42. Anticipated impacts during the operational phase include air pollution, wastewater, noise, solid waste and occupational health and safety issue.

(i) Wastewater. The primary wastewaters of the proposed project during the operational phase are domestic wastewater of staff and production wastewater from desulfurization. Domestic wastewater will be treated in WWTP of Jinxi Steel Plant and discharged to municipal sewer. Desulfurization wastewater will be used to make MgSO4 and discharged to WWTP of Jinxi Steel Plant for treatment.

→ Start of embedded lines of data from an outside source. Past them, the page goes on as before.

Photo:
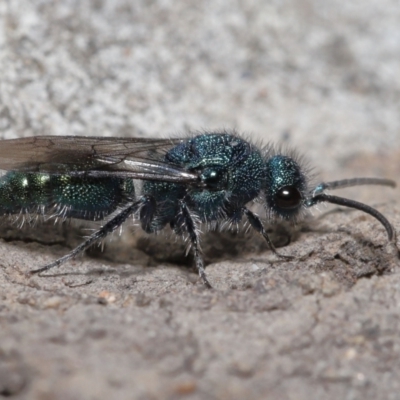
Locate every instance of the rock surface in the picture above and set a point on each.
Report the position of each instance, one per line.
(134, 322)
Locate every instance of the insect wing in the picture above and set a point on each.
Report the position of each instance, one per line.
(136, 158)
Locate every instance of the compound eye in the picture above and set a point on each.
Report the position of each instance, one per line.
(288, 197)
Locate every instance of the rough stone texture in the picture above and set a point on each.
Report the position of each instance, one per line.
(321, 76)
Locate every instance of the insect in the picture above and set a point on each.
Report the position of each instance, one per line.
(206, 179)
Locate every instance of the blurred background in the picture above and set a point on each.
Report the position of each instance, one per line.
(322, 76)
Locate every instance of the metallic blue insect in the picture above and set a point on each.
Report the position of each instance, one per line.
(205, 179)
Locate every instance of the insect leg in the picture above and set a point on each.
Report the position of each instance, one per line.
(257, 224)
(189, 224)
(106, 229)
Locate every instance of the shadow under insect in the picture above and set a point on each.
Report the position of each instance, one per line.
(207, 180)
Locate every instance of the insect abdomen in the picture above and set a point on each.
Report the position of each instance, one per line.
(63, 195)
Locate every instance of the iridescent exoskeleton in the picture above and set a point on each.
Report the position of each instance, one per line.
(208, 179)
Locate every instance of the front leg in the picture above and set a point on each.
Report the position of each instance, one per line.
(188, 223)
(257, 224)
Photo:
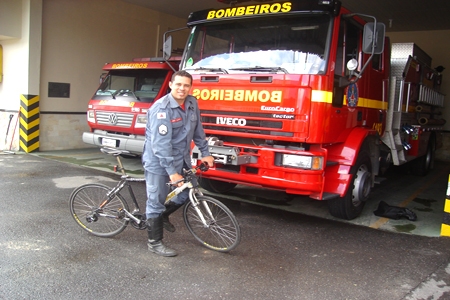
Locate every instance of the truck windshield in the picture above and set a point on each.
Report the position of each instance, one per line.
(289, 44)
(131, 85)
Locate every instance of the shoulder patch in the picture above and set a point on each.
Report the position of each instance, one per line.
(162, 129)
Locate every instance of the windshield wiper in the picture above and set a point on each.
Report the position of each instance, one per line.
(124, 92)
(207, 69)
(261, 69)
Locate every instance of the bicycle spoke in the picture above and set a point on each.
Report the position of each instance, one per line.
(220, 231)
(105, 222)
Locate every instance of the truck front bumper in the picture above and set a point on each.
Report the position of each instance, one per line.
(100, 138)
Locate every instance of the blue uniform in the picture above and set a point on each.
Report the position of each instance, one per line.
(167, 148)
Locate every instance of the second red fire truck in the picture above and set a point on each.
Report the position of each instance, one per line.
(117, 112)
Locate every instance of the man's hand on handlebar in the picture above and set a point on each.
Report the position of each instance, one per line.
(176, 177)
(209, 160)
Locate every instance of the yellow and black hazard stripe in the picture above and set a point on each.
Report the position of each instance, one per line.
(29, 123)
(445, 228)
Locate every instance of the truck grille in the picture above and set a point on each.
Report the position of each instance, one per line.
(114, 118)
(260, 124)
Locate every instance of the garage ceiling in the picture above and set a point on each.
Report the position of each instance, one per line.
(403, 15)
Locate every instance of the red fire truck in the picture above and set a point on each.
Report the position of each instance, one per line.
(298, 96)
(117, 111)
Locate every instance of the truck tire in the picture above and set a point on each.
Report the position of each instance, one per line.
(216, 186)
(422, 165)
(351, 205)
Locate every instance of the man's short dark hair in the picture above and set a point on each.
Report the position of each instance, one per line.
(182, 74)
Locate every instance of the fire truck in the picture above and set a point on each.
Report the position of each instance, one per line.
(117, 111)
(306, 97)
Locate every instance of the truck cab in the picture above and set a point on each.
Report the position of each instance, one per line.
(117, 112)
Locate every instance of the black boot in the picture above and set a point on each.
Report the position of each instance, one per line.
(170, 208)
(155, 236)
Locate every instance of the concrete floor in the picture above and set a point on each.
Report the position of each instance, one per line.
(423, 195)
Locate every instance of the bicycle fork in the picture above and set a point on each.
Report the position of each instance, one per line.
(195, 204)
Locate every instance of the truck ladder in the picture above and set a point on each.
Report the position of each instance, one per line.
(392, 134)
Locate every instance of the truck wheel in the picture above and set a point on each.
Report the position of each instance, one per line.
(422, 165)
(216, 186)
(351, 205)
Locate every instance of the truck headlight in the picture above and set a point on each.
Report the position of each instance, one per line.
(141, 121)
(302, 161)
(91, 116)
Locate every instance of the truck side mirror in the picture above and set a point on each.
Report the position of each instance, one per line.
(373, 38)
(167, 48)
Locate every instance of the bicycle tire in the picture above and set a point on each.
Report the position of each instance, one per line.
(223, 233)
(107, 222)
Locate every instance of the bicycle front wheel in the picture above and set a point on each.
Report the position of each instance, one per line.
(220, 231)
(85, 208)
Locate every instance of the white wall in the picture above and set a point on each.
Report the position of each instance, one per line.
(78, 38)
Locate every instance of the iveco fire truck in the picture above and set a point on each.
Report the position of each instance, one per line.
(298, 96)
(117, 111)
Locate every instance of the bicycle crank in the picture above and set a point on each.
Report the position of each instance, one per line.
(142, 224)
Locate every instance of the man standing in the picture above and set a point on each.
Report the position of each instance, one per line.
(173, 122)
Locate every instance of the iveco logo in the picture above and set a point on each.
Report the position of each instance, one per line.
(112, 118)
(231, 121)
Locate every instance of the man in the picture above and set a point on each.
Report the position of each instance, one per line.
(173, 122)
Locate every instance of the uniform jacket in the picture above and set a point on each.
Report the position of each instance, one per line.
(168, 135)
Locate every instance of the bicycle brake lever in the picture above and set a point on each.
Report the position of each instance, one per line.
(203, 167)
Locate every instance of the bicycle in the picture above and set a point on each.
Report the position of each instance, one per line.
(103, 211)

(ii) Air pollution. The primary air pollution of the proposed project is the exhaust gas of the new desulfurization system which includes SO2, NOx, PM, and carbon dioxide (CO2). The concentration of SO2, NOx, and PM in the flue gas will be reduced to 35 mg/m3, 50 mg/m3, and 5 mg/m3 respectively from 100 mg/m3, 100 mg/m3 and 20 mg/m3 before the upgrade.

(iii) Noise Impacts. Noise of the proposed project during operation phase will come from the desulfurization and denitrification system; noise is typically generated from equipment such as pumps and fans.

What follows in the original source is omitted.